In Kerala, while there were laws that imposed restrictions on the cutting of sandalwood, there was no restriction on transport, possession, trade and processing of the wood. These relatively liberal laws in Kerala made room for a lot of illegal rackets, the biggest one conducted by Veerappan, the ivory and sandalwood smuggler who was active for 36 years. The illegal smuggling rings benefitted local village populations financially. Since the government didn't offer any incentives to local villagers from sandal proceeds, Veerappan enjoyed immense patronage from them and in return encouraged them to sell the wood on his behalf. All of this increased illegal harvesting and trade, discouraged private growers, and there was no conservation happening. This has slowly started to change in the last 5 to 10 years but it is very slow progress. A lot more work remains to be done.

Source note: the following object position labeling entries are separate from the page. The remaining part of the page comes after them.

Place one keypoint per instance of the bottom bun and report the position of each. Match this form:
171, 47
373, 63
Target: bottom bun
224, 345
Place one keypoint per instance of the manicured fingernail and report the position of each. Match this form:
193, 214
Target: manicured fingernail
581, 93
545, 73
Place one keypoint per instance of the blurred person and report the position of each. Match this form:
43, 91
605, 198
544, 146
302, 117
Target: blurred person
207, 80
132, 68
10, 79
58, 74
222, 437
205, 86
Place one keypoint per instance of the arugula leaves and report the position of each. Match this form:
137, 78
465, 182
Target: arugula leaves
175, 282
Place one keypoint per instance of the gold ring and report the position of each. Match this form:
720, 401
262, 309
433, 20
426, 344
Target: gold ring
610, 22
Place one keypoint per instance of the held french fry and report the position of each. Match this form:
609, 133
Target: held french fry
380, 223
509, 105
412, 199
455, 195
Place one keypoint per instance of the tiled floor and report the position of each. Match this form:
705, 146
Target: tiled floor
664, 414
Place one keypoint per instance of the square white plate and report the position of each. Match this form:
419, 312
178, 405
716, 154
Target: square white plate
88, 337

While there have been tweaks in the laws over the years and the government is trying to encourage plantations (which would make it sustainable), the concept of private ownership is limited as the governments still retain some control over felling, sale, and/or transport of privately owned trees. Such restrictions dissuade most people from growing sandalwood trees. There is also a security threat, as sandalwood trees are scarce and might attract unwanted attention. This is such a pity, because Sandalwood trees are very hardy and easy to grow. If forest communities are encouraged to grow these trees, this will not only control theft, but the regeneration will be very high because you can leave it to the birds to carry the seeds and keep the species going.
A combination of unfathomable corruption, lack of uniformity in laws of the different Sandal producing States and inability to enforce the law has ruined the situation of this product in India today. This has given ‘Santalum Album’ variety growing countries like Indonesia and Australia an immense opportunity. Furthermore, demand for their sustainable sandalwood sales are only growing.

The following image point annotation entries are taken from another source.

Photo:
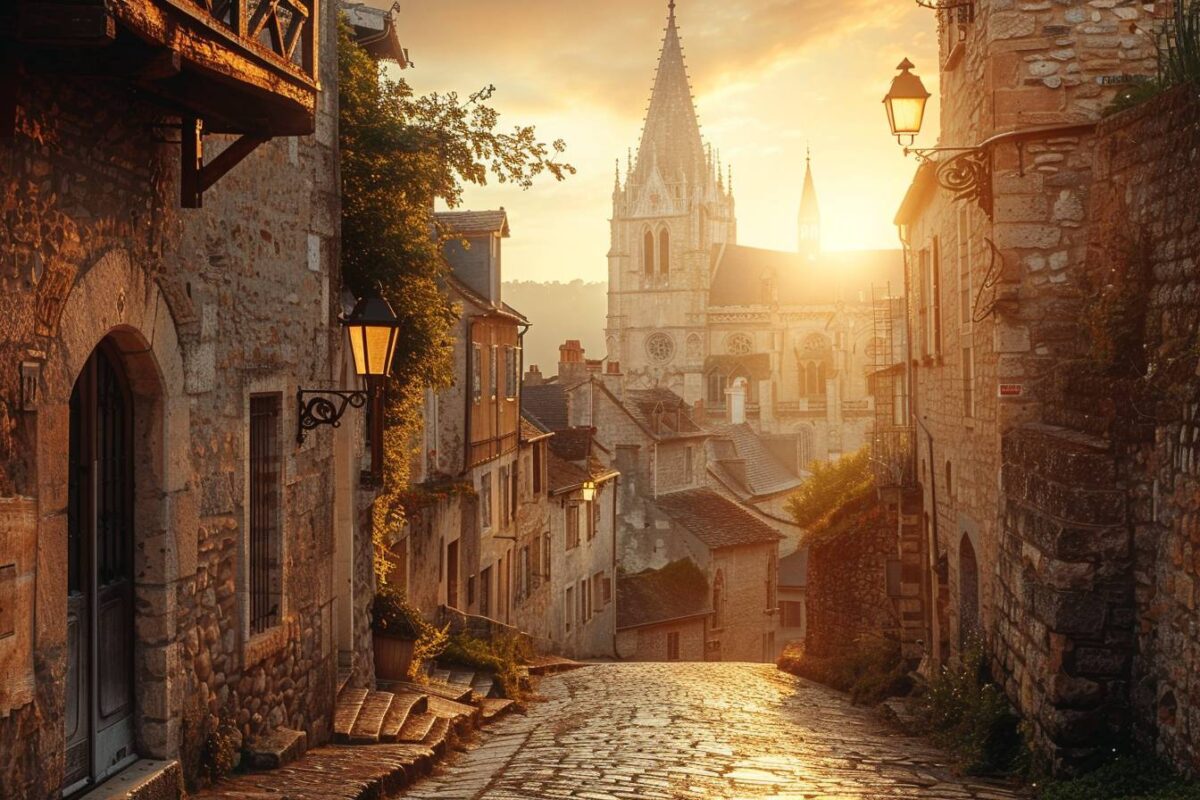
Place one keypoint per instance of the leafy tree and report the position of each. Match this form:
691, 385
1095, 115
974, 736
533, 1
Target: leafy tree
399, 154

BL: Does the ‘Mysore Sandalwood’ oil exist? By that I don’t mean Sandalwood plantations in South India but rather the extraction of the oil from 50+ year old heart-wood. What’s the future of the trade like?
RG: ‘Mysore Sandalwood’ from a tree older than 50 years may not be available as the oil currently produced in India today is obtained from 20 to 25 year old heartwood. However, it is encouraging to observe new plantations developing in different parts of the country. In fact, more so in States that have liberal sandalwood laws. This, to me, is proves two things: First, there is no rationale in the assumption and fear that if the State relaxes regulations that would lead to large scale exploitation. If this were indeed true, then rosewood and teakwood would be extinct. Second, sandalwood in India is here to stay and flourish, for a long long time to come. Buyers are all over the globe - Perfumers big and small, Aromatherapy, Alternate medicine / Ayurveda, some mainstream pharma too, incense and candle makers, skin and personal care industry, and of course the flavouring industry, in particular makers of gutka and paan masala, an influential arm of the Tobacco industry who are the largest buyers. Everybody loves sandalwood and we’re determined to ensure its future!